The Mudcat Café TM
Thread #77574   Message #1386265
Posted By: GUEST
23-Jan-05 - 02:52 PM
Thread Name: Folk Music in U.S.
Subject: RE: Folk Music in U.S.
I should say, the use of the word 'folk' I object to is the very way the original poster used it. He presumed we would all understand that he meant Anglo/Anglo American music to be the default definition of 'folk' as he invoked it in the original post.

There is a pronounced tendency among the Anglo and Anglo American dominant cultures to use the word 'folk' to describe 'our' music, and 'world' or 'roots' music to describe 'the other' in ways that veils the racial differences between us (folk musicians, who are white) and them (roots or world musicians who are of other races).
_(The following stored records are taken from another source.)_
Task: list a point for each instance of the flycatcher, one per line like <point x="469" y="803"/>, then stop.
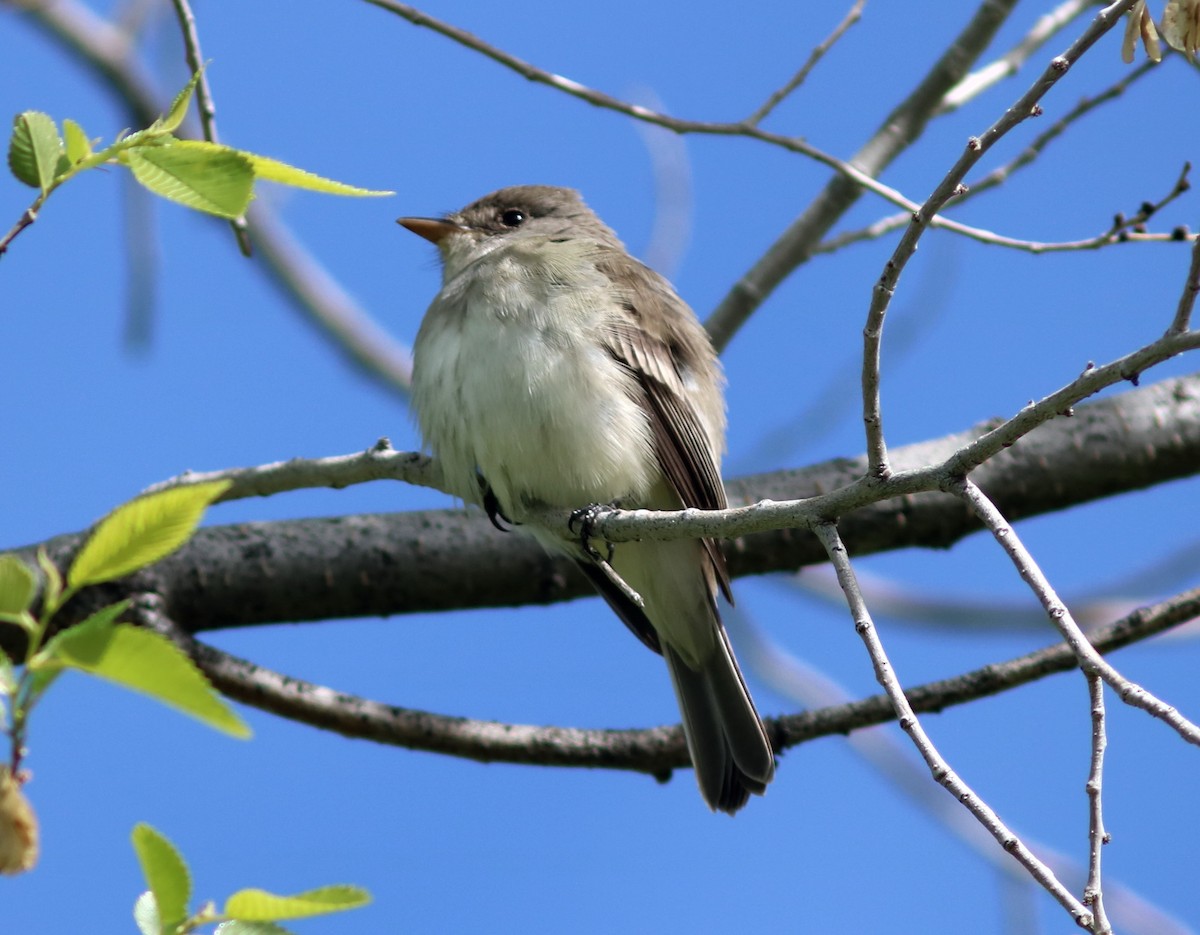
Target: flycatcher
<point x="553" y="370"/>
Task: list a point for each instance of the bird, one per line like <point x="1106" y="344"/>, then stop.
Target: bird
<point x="556" y="371"/>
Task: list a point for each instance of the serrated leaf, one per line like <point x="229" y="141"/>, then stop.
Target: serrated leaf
<point x="77" y="143"/>
<point x="207" y="177"/>
<point x="141" y="532"/>
<point x="7" y="676"/>
<point x="165" y="871"/>
<point x="145" y="915"/>
<point x="281" y="172"/>
<point x="171" y="121"/>
<point x="52" y="581"/>
<point x="258" y="905"/>
<point x="49" y="658"/>
<point x="35" y="149"/>
<point x="17" y="585"/>
<point x="148" y="663"/>
<point x="238" y="927"/>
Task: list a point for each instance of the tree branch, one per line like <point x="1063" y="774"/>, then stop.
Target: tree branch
<point x="251" y="574"/>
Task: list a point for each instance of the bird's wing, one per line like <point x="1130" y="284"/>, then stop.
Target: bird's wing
<point x="663" y="345"/>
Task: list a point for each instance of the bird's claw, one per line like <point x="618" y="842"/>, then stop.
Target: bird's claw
<point x="492" y="508"/>
<point x="587" y="519"/>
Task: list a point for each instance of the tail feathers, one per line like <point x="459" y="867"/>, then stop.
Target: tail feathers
<point x="730" y="749"/>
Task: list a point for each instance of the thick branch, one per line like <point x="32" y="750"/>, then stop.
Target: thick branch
<point x="251" y="574"/>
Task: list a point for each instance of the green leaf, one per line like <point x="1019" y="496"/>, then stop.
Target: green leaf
<point x="49" y="658"/>
<point x="258" y="905"/>
<point x="171" y="121"/>
<point x="250" y="928"/>
<point x="52" y="581"/>
<point x="145" y="915"/>
<point x="7" y="676"/>
<point x="78" y="145"/>
<point x="17" y="585"/>
<point x="142" y="532"/>
<point x="144" y="661"/>
<point x="210" y="178"/>
<point x="35" y="149"/>
<point x="280" y="172"/>
<point x="166" y="874"/>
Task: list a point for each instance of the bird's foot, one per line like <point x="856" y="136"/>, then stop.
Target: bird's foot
<point x="492" y="508"/>
<point x="587" y="519"/>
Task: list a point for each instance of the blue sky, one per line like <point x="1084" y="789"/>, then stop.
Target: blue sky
<point x="233" y="376"/>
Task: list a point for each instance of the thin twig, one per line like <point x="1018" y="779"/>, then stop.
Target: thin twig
<point x="295" y="273"/>
<point x="999" y="175"/>
<point x="777" y="97"/>
<point x="1093" y="892"/>
<point x="204" y="101"/>
<point x="1090" y="660"/>
<point x="909" y="721"/>
<point x="1182" y="319"/>
<point x="899" y="130"/>
<point x="949" y="186"/>
<point x="378" y="462"/>
<point x="1044" y="29"/>
<point x="807" y="687"/>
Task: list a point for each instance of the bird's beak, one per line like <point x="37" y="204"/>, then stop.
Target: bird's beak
<point x="431" y="228"/>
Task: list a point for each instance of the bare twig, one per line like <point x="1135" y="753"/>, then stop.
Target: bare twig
<point x="802" y="683"/>
<point x="1093" y="892"/>
<point x="1089" y="659"/>
<point x="940" y="768"/>
<point x="817" y="53"/>
<point x="898" y="131"/>
<point x="951" y="185"/>
<point x="378" y="462"/>
<point x="1007" y="65"/>
<point x="1182" y="319"/>
<point x="999" y="175"/>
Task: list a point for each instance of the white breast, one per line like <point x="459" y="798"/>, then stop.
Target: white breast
<point x="510" y="378"/>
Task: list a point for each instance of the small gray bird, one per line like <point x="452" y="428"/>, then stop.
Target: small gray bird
<point x="553" y="370"/>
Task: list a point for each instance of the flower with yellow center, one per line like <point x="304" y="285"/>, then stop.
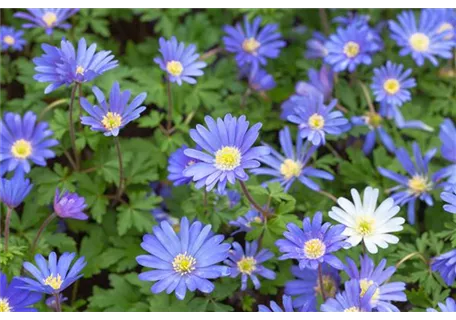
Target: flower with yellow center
<point x="250" y="45"/>
<point x="4" y="306"/>
<point x="227" y="158"/>
<point x="314" y="249"/>
<point x="9" y="40"/>
<point x="184" y="264"/>
<point x="316" y="122"/>
<point x="419" y="42"/>
<point x="175" y="68"/>
<point x="54" y="282"/>
<point x="351" y="49"/>
<point x="247" y="265"/>
<point x="290" y="168"/>
<point x="391" y="86"/>
<point x="49" y="18"/>
<point x="21" y="149"/>
<point x="111" y="121"/>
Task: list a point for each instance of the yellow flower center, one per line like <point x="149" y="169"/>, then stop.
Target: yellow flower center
<point x="290" y="168"/>
<point x="21" y="149"/>
<point x="391" y="86"/>
<point x="174" y="67"/>
<point x="247" y="265"/>
<point x="419" y="42"/>
<point x="418" y="184"/>
<point x="314" y="249"/>
<point x="49" y="18"/>
<point x="184" y="264"/>
<point x="9" y="40"/>
<point x="365" y="285"/>
<point x="444" y="27"/>
<point x="351" y="49"/>
<point x="4" y="306"/>
<point x="316" y="121"/>
<point x="54" y="282"/>
<point x="250" y="45"/>
<point x="111" y="121"/>
<point x="365" y="226"/>
<point x="227" y="158"/>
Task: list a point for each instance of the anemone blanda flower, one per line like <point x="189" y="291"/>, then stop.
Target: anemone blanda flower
<point x="253" y="45"/>
<point x="369" y="276"/>
<point x="14" y="299"/>
<point x="65" y="65"/>
<point x="228" y="145"/>
<point x="350" y="300"/>
<point x="315" y="119"/>
<point x="390" y="84"/>
<point x="418" y="183"/>
<point x="364" y="221"/>
<point x="293" y="166"/>
<point x="112" y="116"/>
<point x="183" y="261"/>
<point x="448" y="306"/>
<point x="13" y="191"/>
<point x="53" y="276"/>
<point x="422" y="40"/>
<point x="69" y="205"/>
<point x="179" y="62"/>
<point x="47" y="18"/>
<point x="349" y="47"/>
<point x="445" y="264"/>
<point x="11" y="38"/>
<point x="314" y="244"/>
<point x="23" y="141"/>
<point x="306" y="287"/>
<point x="249" y="263"/>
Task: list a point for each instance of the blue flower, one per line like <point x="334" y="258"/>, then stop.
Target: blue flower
<point x="112" y="116"/>
<point x="47" y="18"/>
<point x="314" y="244"/>
<point x="185" y="260"/>
<point x="24" y="140"/>
<point x="249" y="263"/>
<point x="178" y="162"/>
<point x="315" y="119"/>
<point x="11" y="38"/>
<point x="446" y="265"/>
<point x="390" y="84"/>
<point x="422" y="40"/>
<point x="14" y="191"/>
<point x="450" y="306"/>
<point x="179" y="62"/>
<point x="351" y="299"/>
<point x="417" y="185"/>
<point x="349" y="47"/>
<point x="293" y="166"/>
<point x="14" y="299"/>
<point x="228" y="145"/>
<point x="53" y="276"/>
<point x="369" y="276"/>
<point x="252" y="45"/>
<point x="287" y="304"/>
<point x="307" y="286"/>
<point x="65" y="65"/>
That is what I'm talking about. In Britain, there is a tendency among 'folk musicians' to refer to non-Anglo music traditions in terms other than 'folk', and to reserve the use of the word 'folk' to mean English or British music traditions. In North America, there doesn't seem to be that same tendency as much. Although as the original poster from the US illustrates, it isn't uncommon for some Americans to mean Anglo/Anglo American as the default definition, when they say 'folk' music. With the folk music communities I am immersed in here in Minnesota--from bluegrass to polka music to Irish traditional music to pow wow music to blues to klezmer--'folk' refers to the indigenous music traditions of any ethnic group that isn't popular or classical or jazz, not just the Anglo/Anglo American or as some people say 'British Isles' music traditions.